Hey guys! So we just published an SEO case study on how we grew Tallyfy (a SaaS company) from 0 to 200k+ organic traffic with zero link-building (purely organic links). We thought you guys would enjoy it. Here are our top 3 lessons from the experience (and a link to the full case study in the comments).
📄 LESSON #1 - USE CONTENT OUTLINES 📄
Most writers are good at creating content. They are, however, not that good at creating SEO content.
See, there's a couple of factors that go into creating good SEO content...
- Matching your content to the search intent. Are you writing about whatever the Googler is looking for?
- Does the content have all the RIGHT information? Meaning, do you cover all the essentials? Do you skip all the irrelevant stuff?
- Is it well-written and engaging?
So, to make sure that your writer gets the job done, you should ALWAYS use content outlines.
An outline is basically a plug-and-play for SEO content. You write down EVERYTHING you want your writer to cover:
- What are the H2 headers?
- What are the H3 headers?
- What kind of examples are they supposed to mention?
- Which LSI keywords should the writer mention?
To see what a well-written outline looks like, check the Docs link in the comments.
⛓️ LESSON #2 - INTERLINK. LIKE. HELL. ⛓️
Proper interlinking can have a very significant impact on your rankings.
How significant, you might ask? Well, for NinjaOutreach, interlinking upped their traffic by over 40%.
Pretty impressive for a simple, on-site fix, right?

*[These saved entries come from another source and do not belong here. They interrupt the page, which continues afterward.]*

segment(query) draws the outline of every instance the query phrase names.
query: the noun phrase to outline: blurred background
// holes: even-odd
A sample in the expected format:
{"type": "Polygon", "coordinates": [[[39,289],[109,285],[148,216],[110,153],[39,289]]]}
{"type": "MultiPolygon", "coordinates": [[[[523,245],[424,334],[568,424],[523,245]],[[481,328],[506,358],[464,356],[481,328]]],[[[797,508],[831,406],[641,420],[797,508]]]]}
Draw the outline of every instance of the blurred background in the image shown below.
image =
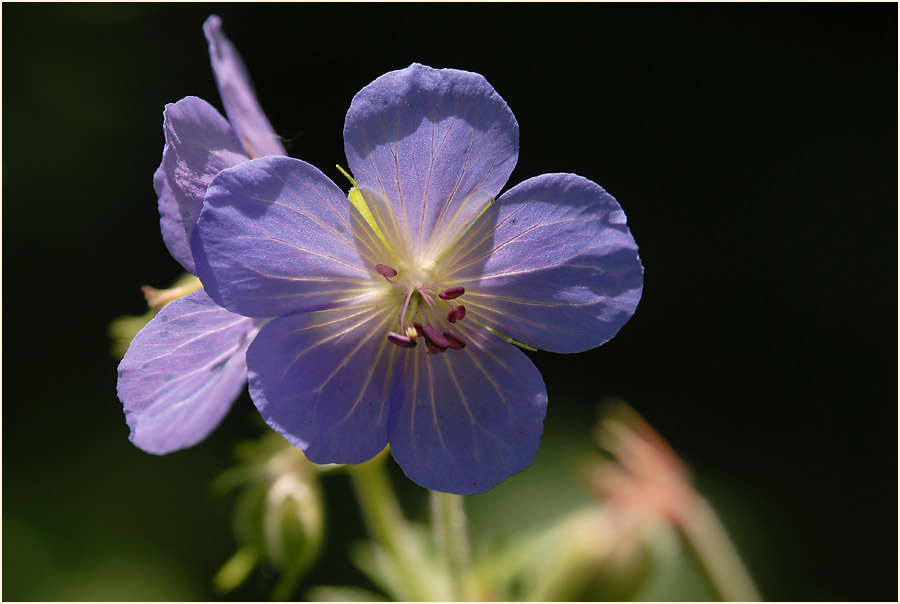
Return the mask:
{"type": "MultiPolygon", "coordinates": [[[[146,310],[141,285],[181,273],[151,175],[166,103],[221,108],[213,12],[289,153],[338,183],[350,99],[421,62],[479,72],[509,103],[510,185],[575,172],[625,209],[641,305],[602,348],[530,354],[546,438],[531,469],[468,498],[476,534],[589,502],[577,466],[615,396],[690,466],[766,598],[896,599],[894,4],[5,4],[4,599],[220,597],[234,500],[210,483],[264,428],[244,395],[200,445],[136,449],[107,337],[146,310]]],[[[394,477],[424,517],[424,491],[394,477]]],[[[366,586],[346,560],[363,534],[349,482],[324,485],[303,587],[366,586]]],[[[228,597],[265,599],[273,572],[228,597]]]]}

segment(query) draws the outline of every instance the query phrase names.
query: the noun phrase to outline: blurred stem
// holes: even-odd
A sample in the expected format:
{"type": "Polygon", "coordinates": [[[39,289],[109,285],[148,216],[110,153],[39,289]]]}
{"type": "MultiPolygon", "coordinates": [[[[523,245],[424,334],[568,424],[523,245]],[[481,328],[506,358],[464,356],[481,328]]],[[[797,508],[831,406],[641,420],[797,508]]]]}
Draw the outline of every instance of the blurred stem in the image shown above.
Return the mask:
{"type": "Polygon", "coordinates": [[[762,601],[725,527],[705,499],[693,497],[678,529],[722,601],[762,601]]]}
{"type": "Polygon", "coordinates": [[[259,551],[252,547],[242,547],[213,577],[213,589],[221,594],[234,591],[247,579],[258,562],[259,551]]]}
{"type": "Polygon", "coordinates": [[[385,469],[387,450],[359,465],[348,465],[359,506],[372,538],[397,563],[409,600],[433,601],[431,590],[417,564],[415,540],[403,517],[385,469]]]}
{"type": "Polygon", "coordinates": [[[276,602],[290,601],[294,590],[297,588],[297,584],[300,582],[300,579],[303,578],[304,569],[305,567],[302,565],[295,565],[283,570],[281,572],[281,578],[278,580],[278,583],[275,584],[275,589],[272,591],[272,599],[276,602]]]}
{"type": "Polygon", "coordinates": [[[431,525],[440,561],[447,569],[456,601],[469,600],[469,534],[461,495],[429,491],[431,525]]]}

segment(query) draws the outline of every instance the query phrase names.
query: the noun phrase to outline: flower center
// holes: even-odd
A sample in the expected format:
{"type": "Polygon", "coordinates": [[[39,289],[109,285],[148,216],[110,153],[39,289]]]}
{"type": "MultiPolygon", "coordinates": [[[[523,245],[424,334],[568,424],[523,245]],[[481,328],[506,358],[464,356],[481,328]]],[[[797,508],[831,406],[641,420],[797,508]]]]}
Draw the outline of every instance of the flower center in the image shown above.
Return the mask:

Here's how we did interlinking for Tallyfy:
- Pick an article you want to interlink around your blog
- Google its main keyword on your website. E.g. site:tallyfy.com "business process management"
- Go through all the articles and CTRL+F your keyword. Add the link.
- Do the same for synonyms of your keyword. E.g. site:tallyfy.com "bpm" or site:tallyfy.com "manage processes".
👉 LESSON #3 - OPTIMIZE ARTICLE CTRS 👉
Article headlines play a huge role in whether the content is going to rank or not. Here’s how that works…
Let’s say your article is ranked #4 with an average CTR of 20%.
Google benchmarks YOUR average CTR to that of your competition in the same ranking. I.e. your article ranked #4 has a 20% CTR, while your competitors (on the same ranking) would have 12%. This means that your content is more relevant, and hence, should rank higher (as long as other SEO metrics say the same).
So, we kept track of article CTRs through Google Search Console and made adjustments when needed.
Whenever the CTR for any given article was lower than the position-CTR average, we changed the headline, tracked it for 2-4 weeks, and saw whether it had an impact or not.
🔎 FINALLY, ONGOING MONITORING & IMPROVEMENT 🔎
You're never really "done" with SEO. You should always strive to improve your content, get more backlinks, and so on.
Here's part of the checklist we used to make sure that all our top content ranked...
- Is the content as comprehensive as it could be? Is there anything we could add?
- Is the content matching the keyword it's supposed to rank on?
- Is the content interlinked across the website?
- Is the article headline “clickable?"
- Does it have the right amount/quality of backlinks? If the competition has 500+ on a page, and we have 2, we’re probably not going to rank.